The company would soon start recruiting again, he said. "We are recruiting specially for the Saudi market. The size of the projects coming in the kingdom are enormous and require a large number of staff," he added.

Meanwhile, most of the industry players were of the opinion that the building materials prices would have bottomed out and would only increase marginally during 2010.

"It all depends on what happens in places such as China. If that picks up, it might go up but then nothing is happening elsewhere so that will balance it," said Makhzoumi.

According to him Saudi would also play a role in determining the price structure. "If Saudi decides to raise its infrastructure spending, then again some increase might happen but gradually, since they dropped too much from the peak. Construction prices per square foot depend on labour, overheads and prices of materials.

"While labour has not dropped, materials and overheads did, but it depends on the quality of finishes. I have seen quotes where prices are low but overheads are priced higher," said Makhzoumi.
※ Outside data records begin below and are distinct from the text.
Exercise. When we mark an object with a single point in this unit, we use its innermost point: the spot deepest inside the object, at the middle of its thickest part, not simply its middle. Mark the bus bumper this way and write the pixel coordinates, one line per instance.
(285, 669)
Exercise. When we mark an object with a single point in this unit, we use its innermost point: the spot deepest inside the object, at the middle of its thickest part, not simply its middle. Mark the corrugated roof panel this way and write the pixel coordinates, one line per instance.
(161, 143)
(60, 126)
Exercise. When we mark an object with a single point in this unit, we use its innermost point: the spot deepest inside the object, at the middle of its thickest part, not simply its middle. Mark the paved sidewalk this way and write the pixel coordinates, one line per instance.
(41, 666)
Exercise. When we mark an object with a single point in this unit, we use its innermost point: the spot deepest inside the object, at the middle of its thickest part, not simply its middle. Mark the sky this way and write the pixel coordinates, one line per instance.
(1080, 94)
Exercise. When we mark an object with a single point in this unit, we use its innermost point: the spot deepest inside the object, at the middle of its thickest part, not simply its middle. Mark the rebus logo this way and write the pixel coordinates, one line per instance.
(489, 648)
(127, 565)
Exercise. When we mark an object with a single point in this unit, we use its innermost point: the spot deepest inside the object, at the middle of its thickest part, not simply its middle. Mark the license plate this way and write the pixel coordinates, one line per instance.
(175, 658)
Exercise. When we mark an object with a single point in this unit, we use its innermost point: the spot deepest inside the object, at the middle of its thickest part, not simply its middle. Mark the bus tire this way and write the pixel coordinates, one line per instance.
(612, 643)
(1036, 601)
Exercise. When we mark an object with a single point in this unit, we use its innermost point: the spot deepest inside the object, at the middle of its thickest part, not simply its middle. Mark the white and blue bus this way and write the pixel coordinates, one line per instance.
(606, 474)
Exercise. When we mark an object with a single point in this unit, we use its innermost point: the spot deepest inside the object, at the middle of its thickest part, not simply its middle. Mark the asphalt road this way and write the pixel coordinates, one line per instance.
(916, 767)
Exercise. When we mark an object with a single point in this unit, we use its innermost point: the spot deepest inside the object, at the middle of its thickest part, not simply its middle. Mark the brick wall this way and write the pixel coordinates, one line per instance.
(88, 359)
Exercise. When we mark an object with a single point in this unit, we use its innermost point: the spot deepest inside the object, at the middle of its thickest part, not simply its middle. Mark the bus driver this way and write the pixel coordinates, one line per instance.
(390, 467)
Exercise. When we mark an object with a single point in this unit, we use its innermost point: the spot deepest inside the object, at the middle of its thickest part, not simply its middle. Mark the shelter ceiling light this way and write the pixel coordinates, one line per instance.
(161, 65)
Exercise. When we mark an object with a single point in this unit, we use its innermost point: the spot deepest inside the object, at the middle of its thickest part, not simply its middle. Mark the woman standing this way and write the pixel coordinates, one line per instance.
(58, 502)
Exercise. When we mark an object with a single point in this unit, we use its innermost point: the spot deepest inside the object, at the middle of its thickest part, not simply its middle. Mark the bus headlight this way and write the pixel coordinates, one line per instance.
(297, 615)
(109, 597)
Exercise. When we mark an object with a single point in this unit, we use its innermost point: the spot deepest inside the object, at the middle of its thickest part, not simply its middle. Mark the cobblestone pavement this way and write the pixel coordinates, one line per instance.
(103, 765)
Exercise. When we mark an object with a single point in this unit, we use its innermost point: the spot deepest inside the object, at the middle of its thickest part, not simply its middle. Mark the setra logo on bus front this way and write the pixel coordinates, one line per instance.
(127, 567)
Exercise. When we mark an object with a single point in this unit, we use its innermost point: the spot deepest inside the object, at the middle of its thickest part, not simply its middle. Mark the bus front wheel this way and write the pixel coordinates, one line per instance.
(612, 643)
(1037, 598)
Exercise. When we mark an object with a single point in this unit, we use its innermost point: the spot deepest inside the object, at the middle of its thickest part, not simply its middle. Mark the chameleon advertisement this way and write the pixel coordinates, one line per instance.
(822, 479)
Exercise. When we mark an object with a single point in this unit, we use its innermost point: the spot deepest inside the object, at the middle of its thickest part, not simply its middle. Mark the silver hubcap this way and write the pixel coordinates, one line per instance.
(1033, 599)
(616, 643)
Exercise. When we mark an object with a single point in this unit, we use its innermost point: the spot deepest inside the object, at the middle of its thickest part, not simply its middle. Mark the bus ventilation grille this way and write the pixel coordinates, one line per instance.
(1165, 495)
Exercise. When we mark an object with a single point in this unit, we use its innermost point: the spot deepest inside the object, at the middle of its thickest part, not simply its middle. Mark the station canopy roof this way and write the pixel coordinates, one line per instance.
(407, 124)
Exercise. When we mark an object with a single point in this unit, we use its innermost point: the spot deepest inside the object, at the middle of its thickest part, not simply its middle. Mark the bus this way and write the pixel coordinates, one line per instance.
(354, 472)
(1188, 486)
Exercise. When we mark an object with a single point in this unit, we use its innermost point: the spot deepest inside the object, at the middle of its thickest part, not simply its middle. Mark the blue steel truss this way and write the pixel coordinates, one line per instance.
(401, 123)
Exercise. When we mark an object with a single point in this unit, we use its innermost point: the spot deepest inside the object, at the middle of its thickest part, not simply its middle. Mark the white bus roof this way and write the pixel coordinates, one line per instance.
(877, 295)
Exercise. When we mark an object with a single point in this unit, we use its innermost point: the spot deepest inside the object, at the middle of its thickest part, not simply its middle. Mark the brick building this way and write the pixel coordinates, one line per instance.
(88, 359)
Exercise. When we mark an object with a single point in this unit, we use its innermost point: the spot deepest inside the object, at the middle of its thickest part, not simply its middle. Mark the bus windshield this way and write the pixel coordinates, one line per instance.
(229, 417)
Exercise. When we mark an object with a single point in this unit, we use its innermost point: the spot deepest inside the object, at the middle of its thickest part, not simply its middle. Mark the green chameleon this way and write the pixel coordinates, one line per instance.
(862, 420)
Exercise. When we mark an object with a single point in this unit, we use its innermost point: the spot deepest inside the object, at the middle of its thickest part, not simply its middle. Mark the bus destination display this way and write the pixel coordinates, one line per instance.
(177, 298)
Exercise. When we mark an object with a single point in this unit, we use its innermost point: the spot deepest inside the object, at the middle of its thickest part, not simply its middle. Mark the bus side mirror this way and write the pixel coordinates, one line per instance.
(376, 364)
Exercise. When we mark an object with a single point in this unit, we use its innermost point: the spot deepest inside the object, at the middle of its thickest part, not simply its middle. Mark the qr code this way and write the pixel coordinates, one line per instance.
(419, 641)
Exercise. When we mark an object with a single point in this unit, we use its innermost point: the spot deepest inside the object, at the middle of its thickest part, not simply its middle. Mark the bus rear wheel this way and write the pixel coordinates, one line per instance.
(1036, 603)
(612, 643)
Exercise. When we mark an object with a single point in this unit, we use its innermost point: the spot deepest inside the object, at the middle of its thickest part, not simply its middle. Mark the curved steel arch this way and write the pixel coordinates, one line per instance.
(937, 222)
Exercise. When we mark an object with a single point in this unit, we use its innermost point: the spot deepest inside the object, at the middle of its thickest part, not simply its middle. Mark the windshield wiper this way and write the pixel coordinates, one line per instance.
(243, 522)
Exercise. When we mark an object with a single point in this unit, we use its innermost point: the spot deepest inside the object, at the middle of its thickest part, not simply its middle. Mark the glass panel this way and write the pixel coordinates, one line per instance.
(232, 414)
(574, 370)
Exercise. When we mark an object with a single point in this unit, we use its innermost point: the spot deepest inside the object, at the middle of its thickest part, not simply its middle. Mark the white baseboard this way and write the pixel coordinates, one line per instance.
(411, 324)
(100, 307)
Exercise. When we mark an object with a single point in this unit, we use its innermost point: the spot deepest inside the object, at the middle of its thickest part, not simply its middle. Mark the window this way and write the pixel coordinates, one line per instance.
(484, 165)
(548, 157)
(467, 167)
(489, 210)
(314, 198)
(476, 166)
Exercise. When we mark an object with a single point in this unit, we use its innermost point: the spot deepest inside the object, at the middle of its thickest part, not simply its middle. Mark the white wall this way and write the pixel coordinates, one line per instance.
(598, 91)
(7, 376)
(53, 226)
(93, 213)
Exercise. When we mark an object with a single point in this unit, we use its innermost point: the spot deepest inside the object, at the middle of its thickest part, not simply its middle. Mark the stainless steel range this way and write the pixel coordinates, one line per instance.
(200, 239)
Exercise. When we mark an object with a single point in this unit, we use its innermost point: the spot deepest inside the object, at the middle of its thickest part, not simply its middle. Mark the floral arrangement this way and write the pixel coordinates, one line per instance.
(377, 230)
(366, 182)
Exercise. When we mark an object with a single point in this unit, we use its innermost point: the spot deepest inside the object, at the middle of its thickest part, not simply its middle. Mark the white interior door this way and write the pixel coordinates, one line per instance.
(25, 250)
Auji is of the opinion that with a strong euro and the current prices of oil ranging between $80 to $85, prices might rise slightly. "Steel and cement are two commodities which are affected by the demand and supply.

"If they reduce the production, it might have an impact on the prices. The prices of cement will depend on whether projects reduce. If Abu Dhabi decides to back the infrastructure projects, then prices might rise slightly, if not remain steady."

Beshoy Azmi said the prices would neither increase nor drop during 2010. "I don't see them going up and there won't be a major boost in demand. At the same time prices won't go down because we are very near to the bottom. We have reached bottom in terms of construction prices," he said.

Muradweij said that prices of building materials have already bottomed out and would only increase marginally. "The main challenge in 2010 will be the banking and financing of projects. The contractors will not be able to do anything much unless the banks start financing again as it is the bread and butter of the construction industry," he added.

"During the first quarter of 2009, companies experienced a lot of challenges and difficulties. It will continue to be a worrying factor during 2010. Unless something is done, I am anticipating an injection of liquidity from central bank and the government to ease up banking regulations," he said.

According to Makhzoumi, the first quarter of the year witnessed a lack of clarity and projects being put on hold, which changed by the end of the first quarter.

"The second quarter saw more liquidity in the market, some projects restarted and we saw some receivables again. The third quarter was influenced by summer and Ramadan but things were clearer. The fourth quarter saw good news that liquidity was being put into the market and debts being restructured," he said.

Auji said the major issues were slowing of work, rescheduling and reprogramming most of the work.

"The global crisis had an impact on all sectors. We were extending the time progress of completion by a year with some projects. As a company, we were lucky that things did not affect us badly since the payments were made according to schedule. Couple of them asked us to extend the completion date by certain time period."